I will firstly articulate my goal behind asking this question..

I have produced with the help of you good people an interval ranking. The purpose of this interval ranking is solely to tell me what intervals within an octave are most consonant to dissonant from most to least.

The reason i sought this information is so that i can build a chord with the exact desired level of consonance and/or dissonance that i preferred so that when i build a chord progression, i have entire mathematical control over the result. Wrong or right, this is my absolute goal.

The very specific question follows..

If i am using the interval ranking chart for the stated above purpose, does this ranking of intervals from most consonant to dissonant apply to composition in 12tet or when composing in 12tet do the degrees of consonance and dissonance of intervals in just intonation differ in 12tet. I do not mean in their numerical properties but their general sonic properties.

Alternatives..

If this is not the case..

  • How can i translate the interval ranking from Just Intonation to 12tet, so that i have a list of intervals from most consonant to dissonant applicable to 12tet?

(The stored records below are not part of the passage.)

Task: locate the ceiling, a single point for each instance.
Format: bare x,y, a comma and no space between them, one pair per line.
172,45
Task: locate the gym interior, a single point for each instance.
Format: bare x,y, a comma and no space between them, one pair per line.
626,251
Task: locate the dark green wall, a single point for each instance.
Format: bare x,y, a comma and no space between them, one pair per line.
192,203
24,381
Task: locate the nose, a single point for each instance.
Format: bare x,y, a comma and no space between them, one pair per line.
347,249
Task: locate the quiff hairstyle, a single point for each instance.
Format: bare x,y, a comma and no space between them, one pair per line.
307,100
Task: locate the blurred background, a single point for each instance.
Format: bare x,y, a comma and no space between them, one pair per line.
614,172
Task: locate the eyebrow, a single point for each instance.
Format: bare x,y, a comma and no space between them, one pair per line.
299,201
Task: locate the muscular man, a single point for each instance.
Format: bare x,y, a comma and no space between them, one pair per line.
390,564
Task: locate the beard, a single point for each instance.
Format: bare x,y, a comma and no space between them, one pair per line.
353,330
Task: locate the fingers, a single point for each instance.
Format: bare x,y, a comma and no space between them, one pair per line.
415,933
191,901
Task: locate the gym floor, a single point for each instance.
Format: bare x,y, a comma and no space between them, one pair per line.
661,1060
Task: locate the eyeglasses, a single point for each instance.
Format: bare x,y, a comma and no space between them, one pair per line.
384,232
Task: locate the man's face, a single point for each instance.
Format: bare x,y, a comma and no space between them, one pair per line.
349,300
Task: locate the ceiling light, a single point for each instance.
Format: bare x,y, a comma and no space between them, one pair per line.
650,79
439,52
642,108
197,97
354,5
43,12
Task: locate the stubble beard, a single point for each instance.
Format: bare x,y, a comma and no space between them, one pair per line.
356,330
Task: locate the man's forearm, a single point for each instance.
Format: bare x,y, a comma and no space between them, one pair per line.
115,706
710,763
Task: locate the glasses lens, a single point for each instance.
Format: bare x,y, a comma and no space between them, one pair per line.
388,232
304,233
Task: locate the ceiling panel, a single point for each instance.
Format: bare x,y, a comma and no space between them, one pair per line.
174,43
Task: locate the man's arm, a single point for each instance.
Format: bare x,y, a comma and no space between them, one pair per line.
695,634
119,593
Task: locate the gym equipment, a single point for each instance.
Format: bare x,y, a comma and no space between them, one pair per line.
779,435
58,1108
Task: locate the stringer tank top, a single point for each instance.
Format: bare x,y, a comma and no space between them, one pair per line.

The desired end result of this question example..

  • Unison = 1st most consonant interval in an octave.
  • Octave = 2nd most consonant interval in an octave.
  • Perfect Fifth = 3rd most consonant interval in an octave.
  • Perfect Fourth = 4th most consonant interval in an octave.
  • Major Sixth = 5th most consonant interval in an octave.
  • Major Third = 6th most consonant interval in an octave.
  • Minor Third = 7th most consonant interval in an octave.
  • Minor Sixth = 8th most consonant interval in an octave.
  • Minor Seventh = 9th most consonant interval in an octave.
  • Major Second = 10th most consonant interval in an octave.
  • Major Seventh = 11th most consonant interval in an octave.
  • Minor Second = 12th most consonant interval in an octave.
  • Tritone = 13th most consonant interval in an octave.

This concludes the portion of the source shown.